The Cambridge Dictionary defines “endgame” as “the last stage in a game of chess when only a few of the pieces are left on the board”. One of the last remaining pieces of Afghanistan’s cultural identity that was other than “Islam” has fallen. Afghanistan is entering the endgame.

Purity spirals are not limited to Islam – a well-known Radio 4 documentary made by Gavin Haynes covered how even the cosy communities of Instagram knitting culture and young adult novels were consumed by the frenzy – but Islam is so prone to them that I am tempted to say that Islam is not a medium in which vortices form but a vortex itself.

“Very Brexity things”

Police face lawsuit after former officer arrested over ‘thought crime’ tweet, reports the Telegraph:

A retired special constable is preparing to sue Kent Police after being arrested over a social media post warning about rising anti-Semitism.

Julian Foulkes, from Gillingham in Kent, was handcuffed at his home by six officers from the force he had served for a decade after replying to a pro-Palestinian activist on X.

The 71-year-old was detained for eight hours, interrogated and ultimately issued with a caution after officers visited his home on Nov 2 2023.

On Tuesday, Kent Police confirmed that the caution was a mistake and had been deleted from Mr Foulkes’s record, admitting that it was “not appropriate in the circumstances and should not have been issued”.

So long as the consequences of police misbehaviour are born by the taxpayer, not the police, why should they care?
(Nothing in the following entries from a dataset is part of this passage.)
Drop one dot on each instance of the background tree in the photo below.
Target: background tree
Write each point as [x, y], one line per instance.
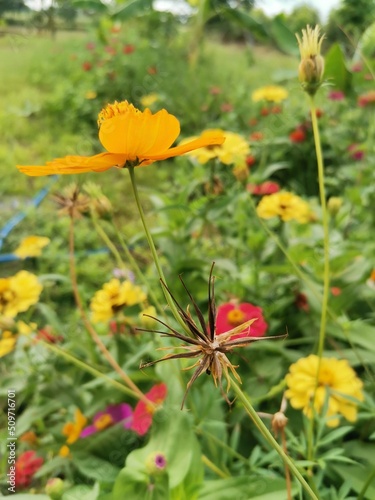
[347, 23]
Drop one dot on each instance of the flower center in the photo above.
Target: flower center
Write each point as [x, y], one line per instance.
[236, 317]
[103, 421]
[117, 108]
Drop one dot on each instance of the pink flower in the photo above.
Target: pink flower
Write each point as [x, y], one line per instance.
[336, 95]
[267, 187]
[143, 413]
[230, 315]
[26, 466]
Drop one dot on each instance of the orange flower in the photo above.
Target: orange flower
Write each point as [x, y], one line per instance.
[132, 138]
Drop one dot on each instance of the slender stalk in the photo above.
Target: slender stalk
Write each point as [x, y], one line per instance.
[107, 241]
[319, 157]
[84, 366]
[137, 269]
[270, 439]
[213, 467]
[153, 251]
[89, 326]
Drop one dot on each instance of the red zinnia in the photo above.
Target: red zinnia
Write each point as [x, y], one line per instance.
[264, 188]
[26, 466]
[143, 413]
[230, 315]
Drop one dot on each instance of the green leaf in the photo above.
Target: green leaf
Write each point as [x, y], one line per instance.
[336, 70]
[245, 20]
[95, 467]
[283, 37]
[132, 9]
[31, 414]
[357, 476]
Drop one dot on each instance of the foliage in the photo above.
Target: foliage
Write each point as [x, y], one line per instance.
[198, 213]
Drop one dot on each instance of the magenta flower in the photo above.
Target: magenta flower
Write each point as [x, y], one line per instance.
[230, 315]
[110, 416]
[143, 413]
[264, 188]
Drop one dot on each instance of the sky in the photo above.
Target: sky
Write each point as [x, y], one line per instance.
[270, 7]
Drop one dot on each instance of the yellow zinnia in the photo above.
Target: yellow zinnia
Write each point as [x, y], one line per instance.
[131, 138]
[18, 293]
[31, 246]
[270, 93]
[335, 387]
[113, 297]
[7, 343]
[233, 150]
[287, 206]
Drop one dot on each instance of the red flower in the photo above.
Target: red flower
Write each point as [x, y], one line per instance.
[86, 66]
[297, 135]
[230, 315]
[143, 413]
[128, 48]
[267, 187]
[26, 466]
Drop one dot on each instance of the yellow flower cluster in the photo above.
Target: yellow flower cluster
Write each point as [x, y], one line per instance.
[18, 293]
[234, 150]
[285, 205]
[270, 93]
[31, 246]
[113, 297]
[336, 387]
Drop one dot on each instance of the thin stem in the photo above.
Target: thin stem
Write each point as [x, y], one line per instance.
[213, 467]
[84, 366]
[107, 241]
[319, 157]
[153, 251]
[137, 269]
[89, 326]
[270, 439]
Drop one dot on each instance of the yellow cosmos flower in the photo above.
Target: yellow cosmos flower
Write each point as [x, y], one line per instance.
[72, 430]
[270, 93]
[337, 386]
[233, 150]
[113, 297]
[7, 343]
[149, 99]
[311, 68]
[287, 206]
[131, 138]
[18, 293]
[31, 246]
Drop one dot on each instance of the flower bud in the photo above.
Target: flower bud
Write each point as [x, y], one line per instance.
[311, 68]
[55, 488]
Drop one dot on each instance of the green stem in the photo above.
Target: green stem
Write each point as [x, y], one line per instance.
[270, 439]
[319, 157]
[137, 269]
[107, 241]
[169, 300]
[88, 368]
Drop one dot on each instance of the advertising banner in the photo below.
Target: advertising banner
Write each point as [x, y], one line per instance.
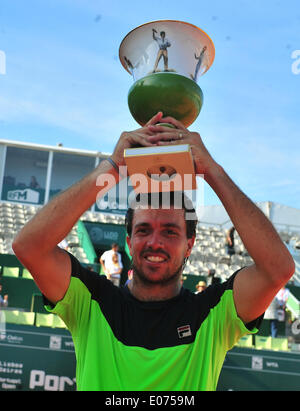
[36, 359]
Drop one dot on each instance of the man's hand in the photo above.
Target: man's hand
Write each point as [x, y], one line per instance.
[136, 138]
[162, 135]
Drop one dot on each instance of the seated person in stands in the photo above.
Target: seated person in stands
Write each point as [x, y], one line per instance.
[153, 334]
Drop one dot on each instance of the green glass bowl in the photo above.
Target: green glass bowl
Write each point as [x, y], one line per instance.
[173, 94]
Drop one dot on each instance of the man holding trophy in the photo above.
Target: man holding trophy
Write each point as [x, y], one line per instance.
[153, 334]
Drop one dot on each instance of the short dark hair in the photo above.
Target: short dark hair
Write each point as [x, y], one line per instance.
[177, 199]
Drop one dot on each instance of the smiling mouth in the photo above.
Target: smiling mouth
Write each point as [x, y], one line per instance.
[155, 259]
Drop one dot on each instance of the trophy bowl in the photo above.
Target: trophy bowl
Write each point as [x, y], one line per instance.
[166, 59]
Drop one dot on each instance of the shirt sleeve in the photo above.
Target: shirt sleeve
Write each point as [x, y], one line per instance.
[226, 320]
[75, 307]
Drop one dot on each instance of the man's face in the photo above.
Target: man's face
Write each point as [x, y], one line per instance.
[158, 244]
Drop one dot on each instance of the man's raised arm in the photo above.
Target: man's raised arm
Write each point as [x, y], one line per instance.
[255, 286]
[36, 244]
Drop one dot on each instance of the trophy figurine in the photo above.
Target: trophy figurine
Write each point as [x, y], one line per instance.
[166, 59]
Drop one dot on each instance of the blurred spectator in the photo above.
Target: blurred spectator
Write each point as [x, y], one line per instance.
[113, 270]
[272, 316]
[3, 304]
[230, 241]
[63, 244]
[33, 183]
[106, 258]
[276, 310]
[201, 286]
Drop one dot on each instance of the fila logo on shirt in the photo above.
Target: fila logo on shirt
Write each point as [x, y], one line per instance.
[184, 331]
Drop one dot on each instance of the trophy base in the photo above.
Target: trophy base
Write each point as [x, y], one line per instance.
[173, 94]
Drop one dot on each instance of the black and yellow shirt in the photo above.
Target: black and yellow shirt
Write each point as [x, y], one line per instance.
[123, 344]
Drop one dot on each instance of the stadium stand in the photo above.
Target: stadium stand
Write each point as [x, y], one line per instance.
[25, 301]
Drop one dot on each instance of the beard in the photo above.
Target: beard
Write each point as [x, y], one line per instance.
[165, 279]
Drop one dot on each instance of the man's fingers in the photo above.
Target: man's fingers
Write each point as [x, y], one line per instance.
[173, 121]
[155, 119]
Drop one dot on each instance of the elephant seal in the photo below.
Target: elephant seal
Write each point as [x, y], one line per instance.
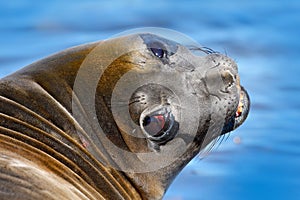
[115, 119]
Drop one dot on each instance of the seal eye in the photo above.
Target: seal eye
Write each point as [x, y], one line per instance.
[158, 49]
[159, 126]
[160, 53]
[154, 125]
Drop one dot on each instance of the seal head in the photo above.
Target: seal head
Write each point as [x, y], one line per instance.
[115, 119]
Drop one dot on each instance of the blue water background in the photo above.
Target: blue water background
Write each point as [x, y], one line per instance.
[260, 160]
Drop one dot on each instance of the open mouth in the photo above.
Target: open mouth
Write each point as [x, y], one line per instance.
[243, 108]
[240, 114]
[159, 124]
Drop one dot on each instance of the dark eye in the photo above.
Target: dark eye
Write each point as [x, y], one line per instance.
[154, 125]
[160, 53]
[158, 49]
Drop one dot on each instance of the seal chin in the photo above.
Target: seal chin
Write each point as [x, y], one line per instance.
[240, 114]
[158, 124]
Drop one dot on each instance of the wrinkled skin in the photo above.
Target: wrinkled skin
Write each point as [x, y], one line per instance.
[116, 119]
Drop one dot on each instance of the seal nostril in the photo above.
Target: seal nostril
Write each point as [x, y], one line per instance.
[158, 52]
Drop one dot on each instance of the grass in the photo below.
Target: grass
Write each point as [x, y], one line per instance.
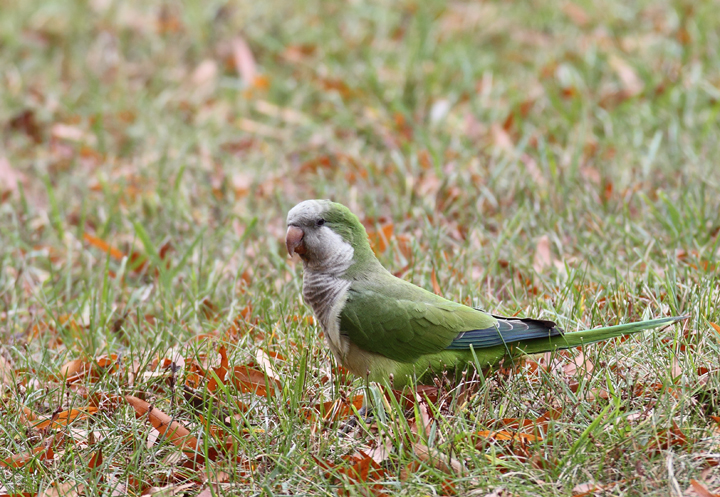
[475, 134]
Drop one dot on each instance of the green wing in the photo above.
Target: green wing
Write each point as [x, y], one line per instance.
[403, 322]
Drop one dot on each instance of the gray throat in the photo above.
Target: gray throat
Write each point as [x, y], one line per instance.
[322, 291]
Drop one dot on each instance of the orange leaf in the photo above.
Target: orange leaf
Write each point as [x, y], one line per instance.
[336, 409]
[173, 431]
[96, 459]
[701, 489]
[104, 246]
[20, 460]
[64, 418]
[717, 327]
[436, 285]
[220, 372]
[250, 379]
[507, 435]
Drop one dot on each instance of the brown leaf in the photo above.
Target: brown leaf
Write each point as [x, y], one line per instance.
[173, 431]
[26, 123]
[5, 371]
[543, 257]
[220, 371]
[9, 178]
[436, 286]
[244, 61]
[250, 379]
[64, 418]
[437, 460]
[43, 452]
[96, 459]
[716, 327]
[701, 489]
[336, 409]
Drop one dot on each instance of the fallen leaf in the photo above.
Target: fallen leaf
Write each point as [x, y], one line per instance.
[701, 489]
[173, 430]
[439, 461]
[9, 178]
[436, 286]
[5, 371]
[244, 61]
[543, 258]
[64, 418]
[250, 379]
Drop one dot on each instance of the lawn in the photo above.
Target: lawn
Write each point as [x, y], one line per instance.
[543, 159]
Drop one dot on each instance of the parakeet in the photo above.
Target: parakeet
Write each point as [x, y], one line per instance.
[381, 327]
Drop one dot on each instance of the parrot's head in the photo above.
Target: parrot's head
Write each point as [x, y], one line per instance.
[326, 235]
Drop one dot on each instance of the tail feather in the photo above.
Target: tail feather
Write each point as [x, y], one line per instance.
[579, 338]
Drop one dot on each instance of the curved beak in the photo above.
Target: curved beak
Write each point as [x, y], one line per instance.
[294, 241]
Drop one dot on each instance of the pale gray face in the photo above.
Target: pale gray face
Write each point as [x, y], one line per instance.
[313, 240]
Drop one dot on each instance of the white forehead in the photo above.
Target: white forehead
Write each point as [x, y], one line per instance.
[308, 209]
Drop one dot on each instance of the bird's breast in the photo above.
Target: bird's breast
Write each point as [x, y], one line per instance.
[326, 295]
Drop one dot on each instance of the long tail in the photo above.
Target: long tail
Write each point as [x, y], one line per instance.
[578, 338]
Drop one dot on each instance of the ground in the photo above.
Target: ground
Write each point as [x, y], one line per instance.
[547, 159]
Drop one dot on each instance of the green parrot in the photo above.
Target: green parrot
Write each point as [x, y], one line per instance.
[383, 328]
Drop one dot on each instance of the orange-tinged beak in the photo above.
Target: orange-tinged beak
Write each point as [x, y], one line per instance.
[293, 241]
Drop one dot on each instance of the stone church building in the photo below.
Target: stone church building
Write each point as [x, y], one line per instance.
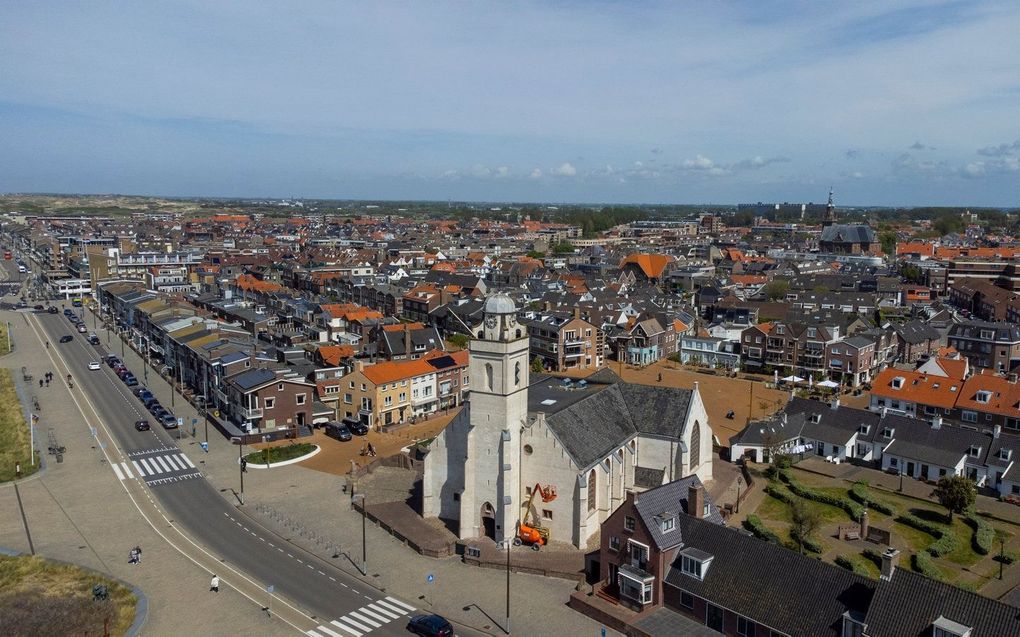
[591, 441]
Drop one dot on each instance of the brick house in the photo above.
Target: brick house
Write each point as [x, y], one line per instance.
[264, 400]
[640, 537]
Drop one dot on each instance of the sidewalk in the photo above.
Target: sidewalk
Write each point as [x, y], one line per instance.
[310, 510]
[77, 512]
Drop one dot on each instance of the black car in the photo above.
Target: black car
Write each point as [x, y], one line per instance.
[429, 626]
[338, 431]
[357, 427]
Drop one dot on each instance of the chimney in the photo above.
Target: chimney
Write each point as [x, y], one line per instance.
[890, 559]
[696, 500]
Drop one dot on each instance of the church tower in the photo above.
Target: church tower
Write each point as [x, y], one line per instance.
[499, 375]
[829, 218]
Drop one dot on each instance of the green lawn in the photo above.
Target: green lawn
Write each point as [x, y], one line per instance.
[41, 597]
[279, 454]
[14, 435]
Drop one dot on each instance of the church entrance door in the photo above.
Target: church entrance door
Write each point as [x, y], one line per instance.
[489, 521]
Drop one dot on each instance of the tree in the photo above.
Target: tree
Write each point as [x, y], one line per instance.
[537, 365]
[805, 522]
[776, 288]
[956, 493]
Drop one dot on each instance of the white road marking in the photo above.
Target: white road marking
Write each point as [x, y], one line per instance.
[386, 604]
[379, 608]
[350, 630]
[348, 620]
[400, 603]
[362, 618]
[375, 616]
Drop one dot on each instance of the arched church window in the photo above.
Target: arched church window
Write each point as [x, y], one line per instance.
[696, 446]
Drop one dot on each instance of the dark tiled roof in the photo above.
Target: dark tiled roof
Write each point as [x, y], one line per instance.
[772, 585]
[909, 603]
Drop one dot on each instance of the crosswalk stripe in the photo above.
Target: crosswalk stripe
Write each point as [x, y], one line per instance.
[386, 604]
[400, 603]
[344, 628]
[374, 614]
[352, 623]
[379, 608]
[361, 618]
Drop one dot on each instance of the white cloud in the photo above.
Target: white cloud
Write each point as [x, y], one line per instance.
[565, 169]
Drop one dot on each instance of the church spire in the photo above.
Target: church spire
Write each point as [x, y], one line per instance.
[829, 218]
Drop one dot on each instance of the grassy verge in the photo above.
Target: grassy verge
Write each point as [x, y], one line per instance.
[15, 440]
[279, 454]
[41, 597]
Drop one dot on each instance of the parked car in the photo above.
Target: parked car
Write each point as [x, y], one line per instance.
[338, 431]
[168, 420]
[357, 427]
[429, 626]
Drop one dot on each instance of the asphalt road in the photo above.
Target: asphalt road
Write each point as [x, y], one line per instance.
[345, 605]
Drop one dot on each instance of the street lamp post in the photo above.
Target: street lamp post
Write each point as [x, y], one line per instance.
[364, 548]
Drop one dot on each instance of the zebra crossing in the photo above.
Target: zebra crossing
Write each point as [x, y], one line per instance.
[159, 466]
[364, 620]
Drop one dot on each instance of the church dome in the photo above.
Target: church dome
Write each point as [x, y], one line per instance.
[500, 304]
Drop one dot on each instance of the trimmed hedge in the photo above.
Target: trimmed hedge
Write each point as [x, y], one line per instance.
[853, 509]
[754, 524]
[946, 540]
[862, 494]
[923, 565]
[984, 534]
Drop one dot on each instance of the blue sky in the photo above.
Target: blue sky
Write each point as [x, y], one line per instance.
[896, 103]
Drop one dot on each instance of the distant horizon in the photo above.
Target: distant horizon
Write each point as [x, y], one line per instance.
[905, 103]
[445, 202]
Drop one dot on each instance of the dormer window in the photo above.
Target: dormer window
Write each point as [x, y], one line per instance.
[945, 627]
[695, 563]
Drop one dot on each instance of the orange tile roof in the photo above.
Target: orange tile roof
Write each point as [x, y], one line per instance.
[917, 387]
[651, 265]
[390, 371]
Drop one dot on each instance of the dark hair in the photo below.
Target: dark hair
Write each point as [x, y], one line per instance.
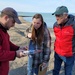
[39, 34]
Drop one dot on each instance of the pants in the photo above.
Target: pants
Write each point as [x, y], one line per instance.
[68, 65]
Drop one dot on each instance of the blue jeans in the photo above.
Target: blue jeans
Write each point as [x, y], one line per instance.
[68, 65]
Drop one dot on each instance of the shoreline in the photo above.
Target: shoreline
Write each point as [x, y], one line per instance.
[19, 66]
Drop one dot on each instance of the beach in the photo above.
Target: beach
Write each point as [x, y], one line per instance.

Words are cheap. They’ll settle out of court, promise not to do it again, and do it again.

Police body-worn camera footage captured officers scrutinising Mr Foulkes’’s collection of books by authors such as Douglas Murray, a Telegraph contributor, and issues of The Spectator, pointing to what they described as “very Brexity things”.

He voted with the majority. They could tell he was a wrong’un.